Yesterday I had my first OB appointment. I felt so relieved. I believe the best choice for me with this pregnancy is to be with an OB for care rather than a midwife--close to the hospital and under the care of a medical doctor. It just sat better in my spirit.
I consulted the dr on my nutrition issue. She said I need to eat high calorie, low fat . . .like smoothies and pasta. We are going to see if I lose a significant amount weight within the next month and if so, I will meet with a nutritionist. So fat, I've lost 17 pounds on the scale. Probably more, considering my belly is growing.
Speaking of which. . . . I should be about 10 weeks along. I have the temp chart to prove it! We discussed my due date, came to an agreement (June 18, which happens to be my daughter Grace's birthday!) and then came the exam.
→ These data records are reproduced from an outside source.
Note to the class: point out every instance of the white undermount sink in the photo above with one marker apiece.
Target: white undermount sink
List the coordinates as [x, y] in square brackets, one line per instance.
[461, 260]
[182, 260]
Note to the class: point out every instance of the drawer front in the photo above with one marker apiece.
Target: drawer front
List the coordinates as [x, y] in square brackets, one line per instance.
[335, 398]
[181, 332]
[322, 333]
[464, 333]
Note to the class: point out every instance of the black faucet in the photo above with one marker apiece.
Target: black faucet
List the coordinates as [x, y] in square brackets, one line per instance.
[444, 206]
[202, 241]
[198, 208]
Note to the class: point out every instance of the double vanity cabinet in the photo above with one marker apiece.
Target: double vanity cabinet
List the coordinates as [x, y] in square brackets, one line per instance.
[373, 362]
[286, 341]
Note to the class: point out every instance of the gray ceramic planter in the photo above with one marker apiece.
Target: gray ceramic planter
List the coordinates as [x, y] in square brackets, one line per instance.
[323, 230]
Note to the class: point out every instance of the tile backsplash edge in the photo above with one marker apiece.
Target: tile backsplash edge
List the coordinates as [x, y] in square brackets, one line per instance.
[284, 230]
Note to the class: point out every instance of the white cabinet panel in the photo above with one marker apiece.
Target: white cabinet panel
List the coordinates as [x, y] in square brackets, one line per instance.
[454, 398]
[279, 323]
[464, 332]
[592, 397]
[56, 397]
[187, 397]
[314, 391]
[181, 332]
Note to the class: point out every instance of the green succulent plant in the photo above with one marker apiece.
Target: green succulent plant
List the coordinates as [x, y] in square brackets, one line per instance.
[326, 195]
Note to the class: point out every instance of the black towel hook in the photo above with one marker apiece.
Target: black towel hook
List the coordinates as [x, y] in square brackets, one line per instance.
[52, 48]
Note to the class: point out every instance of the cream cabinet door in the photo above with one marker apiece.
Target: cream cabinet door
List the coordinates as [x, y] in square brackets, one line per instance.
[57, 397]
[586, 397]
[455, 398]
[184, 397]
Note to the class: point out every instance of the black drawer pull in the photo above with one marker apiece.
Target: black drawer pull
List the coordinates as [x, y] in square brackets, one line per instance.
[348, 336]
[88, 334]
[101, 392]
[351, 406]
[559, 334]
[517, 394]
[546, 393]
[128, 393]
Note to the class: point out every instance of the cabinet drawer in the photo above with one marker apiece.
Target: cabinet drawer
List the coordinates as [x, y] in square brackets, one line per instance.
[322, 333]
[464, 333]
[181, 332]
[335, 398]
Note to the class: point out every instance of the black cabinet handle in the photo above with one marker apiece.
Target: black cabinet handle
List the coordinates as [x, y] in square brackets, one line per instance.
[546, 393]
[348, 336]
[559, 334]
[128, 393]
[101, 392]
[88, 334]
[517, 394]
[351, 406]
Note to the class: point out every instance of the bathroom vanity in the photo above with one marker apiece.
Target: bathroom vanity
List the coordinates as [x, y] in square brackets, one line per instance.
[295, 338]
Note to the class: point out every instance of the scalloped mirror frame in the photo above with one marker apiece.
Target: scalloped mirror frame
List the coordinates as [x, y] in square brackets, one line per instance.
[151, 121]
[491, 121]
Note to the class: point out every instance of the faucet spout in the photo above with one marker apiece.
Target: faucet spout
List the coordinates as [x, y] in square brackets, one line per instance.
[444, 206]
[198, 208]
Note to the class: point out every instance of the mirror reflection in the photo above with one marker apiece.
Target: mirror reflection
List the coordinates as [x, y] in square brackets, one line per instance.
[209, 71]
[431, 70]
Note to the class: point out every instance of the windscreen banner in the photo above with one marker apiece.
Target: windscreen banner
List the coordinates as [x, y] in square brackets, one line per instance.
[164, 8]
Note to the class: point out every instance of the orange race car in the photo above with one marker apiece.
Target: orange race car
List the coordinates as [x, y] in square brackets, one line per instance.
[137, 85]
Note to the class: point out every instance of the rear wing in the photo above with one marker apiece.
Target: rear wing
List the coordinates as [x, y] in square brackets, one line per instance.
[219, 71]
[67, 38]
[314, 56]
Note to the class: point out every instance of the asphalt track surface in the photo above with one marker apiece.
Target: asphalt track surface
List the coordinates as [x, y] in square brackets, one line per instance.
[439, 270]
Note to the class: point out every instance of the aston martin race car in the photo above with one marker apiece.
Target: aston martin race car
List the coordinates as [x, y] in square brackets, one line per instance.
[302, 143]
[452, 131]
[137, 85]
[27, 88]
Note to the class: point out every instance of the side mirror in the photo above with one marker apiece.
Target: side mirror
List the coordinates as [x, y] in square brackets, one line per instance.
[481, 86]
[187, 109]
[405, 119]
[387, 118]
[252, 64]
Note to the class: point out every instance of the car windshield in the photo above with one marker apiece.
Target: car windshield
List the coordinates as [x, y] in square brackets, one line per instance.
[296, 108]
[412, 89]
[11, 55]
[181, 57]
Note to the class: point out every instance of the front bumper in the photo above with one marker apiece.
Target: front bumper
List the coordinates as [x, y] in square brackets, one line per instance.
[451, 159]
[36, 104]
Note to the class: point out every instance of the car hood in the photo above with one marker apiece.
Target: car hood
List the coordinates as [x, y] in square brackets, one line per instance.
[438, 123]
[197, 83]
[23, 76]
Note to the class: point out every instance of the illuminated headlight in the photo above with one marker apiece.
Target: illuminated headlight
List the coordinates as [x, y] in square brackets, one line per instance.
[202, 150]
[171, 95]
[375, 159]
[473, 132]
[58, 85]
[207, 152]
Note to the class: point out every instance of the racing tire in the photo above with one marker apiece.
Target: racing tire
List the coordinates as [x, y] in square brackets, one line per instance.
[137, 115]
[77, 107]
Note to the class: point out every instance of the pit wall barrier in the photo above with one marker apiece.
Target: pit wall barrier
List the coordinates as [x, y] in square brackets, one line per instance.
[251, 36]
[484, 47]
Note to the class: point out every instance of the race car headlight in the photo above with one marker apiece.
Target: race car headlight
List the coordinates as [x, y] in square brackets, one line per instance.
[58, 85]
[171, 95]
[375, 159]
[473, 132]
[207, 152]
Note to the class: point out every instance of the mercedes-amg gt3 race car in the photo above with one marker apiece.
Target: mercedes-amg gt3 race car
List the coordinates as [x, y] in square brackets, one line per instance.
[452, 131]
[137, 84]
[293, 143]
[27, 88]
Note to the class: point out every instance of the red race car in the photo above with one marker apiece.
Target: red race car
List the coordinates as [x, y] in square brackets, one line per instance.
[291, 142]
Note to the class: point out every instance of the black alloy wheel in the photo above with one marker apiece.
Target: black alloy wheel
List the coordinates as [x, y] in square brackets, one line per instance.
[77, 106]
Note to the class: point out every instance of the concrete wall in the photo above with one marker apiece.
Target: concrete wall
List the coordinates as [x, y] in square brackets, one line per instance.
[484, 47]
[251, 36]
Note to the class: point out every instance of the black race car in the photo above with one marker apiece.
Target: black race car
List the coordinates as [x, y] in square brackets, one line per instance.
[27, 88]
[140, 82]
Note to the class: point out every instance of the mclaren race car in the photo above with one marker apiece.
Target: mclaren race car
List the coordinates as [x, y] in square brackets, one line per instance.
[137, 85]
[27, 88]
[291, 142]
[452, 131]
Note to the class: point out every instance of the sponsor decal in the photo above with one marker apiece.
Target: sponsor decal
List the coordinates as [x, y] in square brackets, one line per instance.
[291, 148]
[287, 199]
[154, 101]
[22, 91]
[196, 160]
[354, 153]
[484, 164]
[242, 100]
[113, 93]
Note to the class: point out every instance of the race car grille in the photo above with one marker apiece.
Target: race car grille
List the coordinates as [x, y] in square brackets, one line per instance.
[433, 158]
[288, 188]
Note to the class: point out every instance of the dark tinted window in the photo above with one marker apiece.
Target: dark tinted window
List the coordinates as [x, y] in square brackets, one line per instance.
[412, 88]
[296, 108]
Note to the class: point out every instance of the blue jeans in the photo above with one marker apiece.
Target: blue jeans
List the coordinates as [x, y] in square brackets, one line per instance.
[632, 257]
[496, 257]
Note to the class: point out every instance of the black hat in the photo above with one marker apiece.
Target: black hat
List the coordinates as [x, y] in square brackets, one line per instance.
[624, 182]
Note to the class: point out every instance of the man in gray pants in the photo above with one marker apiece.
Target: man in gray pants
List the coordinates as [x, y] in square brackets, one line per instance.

The dr. echoed the opinion of the midwife I saw a month ago that I was measuring very large--currently 14 weeks, rather than 10. She said she wouldn't be surprised if we were having TWINS!!! YIKES!
We have an ultrasound scheduled for this Monday afternoon. I don't know if I can wait until then to find out!!!! I suppose I'll have to. . . but boy, has it taken over my thoughts! What if? WOW! And what if NOT? Why on earth am I so big? Is the baby okay? And so on go the thoughts of a pregnant woman.
We've thought of fun names for twins: Romeo and Juliet, Luke and Leila, Holly and Ivy, . . .. and no, we wouldn't REALLY do that to our children!!
In other news, my brother brought over the movie "Up." My hormones are a bit prone to overreaction and I cried like a baby. In the other room so he wouldn't make fun of me. I'm rather tired of movies that are promoted for children and really aren't.